Andika mulai sibuk dengan laptopnya, memeriksa hasil kerja karyawannya bulan ini. Di akhir bulan memang selalu membuat kesibukannya bertambah hingga harus bekerja juga meski di rumah.
__ADS_1
Gita hanya fokus pada layar televisi yang terpampang di hadapannya, menikmati cemilan renyah yang tak pernah hilang dari kehidupan sehari harinya. Jus yang diberikan oleh pelayan tadi pun ikut serta sebagai pelengkap. Tia memperhatikan Andika yang terus menggerakkan jari jarinya di tombol laptopnya.
"Sayang, tolong lihat email yang Bimo kirim ke ponsel ku," pinta Andika tanpa menatap kekasihnya. Tia hanya melakukan yang Andika mau, membuka ponsel lalu melihat laporan yang sama sekali tidak ia mengerti sedikit pun.

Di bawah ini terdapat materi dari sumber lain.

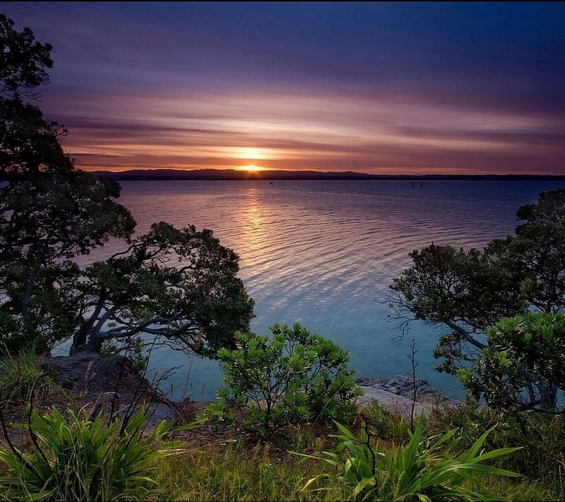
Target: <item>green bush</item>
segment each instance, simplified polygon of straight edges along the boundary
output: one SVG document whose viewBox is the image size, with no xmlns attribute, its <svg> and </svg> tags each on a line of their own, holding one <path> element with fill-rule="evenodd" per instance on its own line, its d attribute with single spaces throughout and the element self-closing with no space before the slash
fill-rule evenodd
<svg viewBox="0 0 565 502">
<path fill-rule="evenodd" d="M 32 412 L 33 450 L 0 448 L 0 487 L 18 500 L 144 498 L 154 487 L 150 474 L 157 462 L 179 452 L 177 442 L 161 442 L 170 431 L 165 422 L 144 435 L 145 410 L 108 426 L 84 410 L 69 412 L 69 419 L 55 409 L 43 416 Z"/>
<path fill-rule="evenodd" d="M 266 435 L 290 424 L 345 419 L 361 394 L 349 353 L 299 324 L 269 330 L 272 337 L 237 333 L 234 349 L 218 351 L 225 387 L 206 414 L 240 412 L 246 430 Z"/>
<path fill-rule="evenodd" d="M 32 393 L 40 398 L 55 386 L 37 359 L 33 348 L 20 350 L 17 357 L 6 351 L 0 361 L 0 402 L 3 407 L 28 402 Z"/>
<path fill-rule="evenodd" d="M 463 484 L 474 481 L 481 474 L 518 475 L 481 463 L 518 449 L 506 448 L 483 453 L 482 445 L 492 429 L 483 434 L 467 451 L 456 455 L 451 451 L 458 443 L 457 438 L 454 439 L 456 429 L 426 440 L 422 437 L 422 419 L 408 445 L 392 453 L 374 449 L 366 422 L 362 422 L 358 438 L 345 426 L 337 426 L 341 434 L 334 437 L 342 441 L 335 451 L 323 451 L 318 455 L 297 455 L 328 462 L 337 468 L 338 474 L 319 474 L 309 479 L 303 490 L 320 479 L 331 476 L 337 477 L 350 489 L 353 500 L 501 500 L 499 496 L 473 492 Z"/>
</svg>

"Bagaimana sayang?" tanya Andika, membuat Tia menautkan kedua alisnya dengan tatapan bingung.
"Bagaimana apa?"
"Oh, sayang. Maafkan aku." Andika menyesal, lalu tersenyum kecut. Saat menyadari kebodohannya.
"Hmm … nah ponselmu," ujar Tia sambil menyodorkan benda pipih milik kekasihnya, Andika menyambutnya lalu melihat sendiri hasil laporan yang dikirim sang asisten.
Mereka masih terus berada di ruang keluarga, dengan Andika yang sibuk.pada laptopnya dan Gita yang sibuk terkekeh melihat film yang sedang ia tonton. Tia mulai merasa bosan, memperhatikan keduanya, ia mulai merebahkan tubuhnya di sofa lalu bermain dengan ponselnya. Lebih baik begitu daripada hanya memperhatikan Andika dan Gita, pikirnya.
Andika melirik Tia dengan ujung matanya, ia tersenyum lalu menarik pelan ujung kaki perempuan yang tengah berbaring.
Tia menatapnya bingung, menaikkan kedua alisnya, mewakili pertanyaan dari mulut. Andika menepuk pahanya beberapa kali, memberi kode agar Tia membaringkan kepalanya di sana.
Tia menghela nafasnya, namun tetap menurut, ia kembali berbaring dengan kepala yang berada di pangkuan Andika.
"Tidurlah!" Andika membelai puncak kepala Tia. Ia melirik Gita sesaat, lalu mencium singkat bibir Tia, membuat gadis itu memukul kepalanya pelan.
"Hei, dasar."
"Ada apa Tia?" Gita langsung berbalik menatap sepasang kekasih itu saat mendengar suara Tia sedikit berteriak. Andika mengulum bibirnya agar tidak tersenyum dan kembali fokus pada pekerjaannya. Menghiraukan Tia yang terlihat malu sekaligus kesal padanya.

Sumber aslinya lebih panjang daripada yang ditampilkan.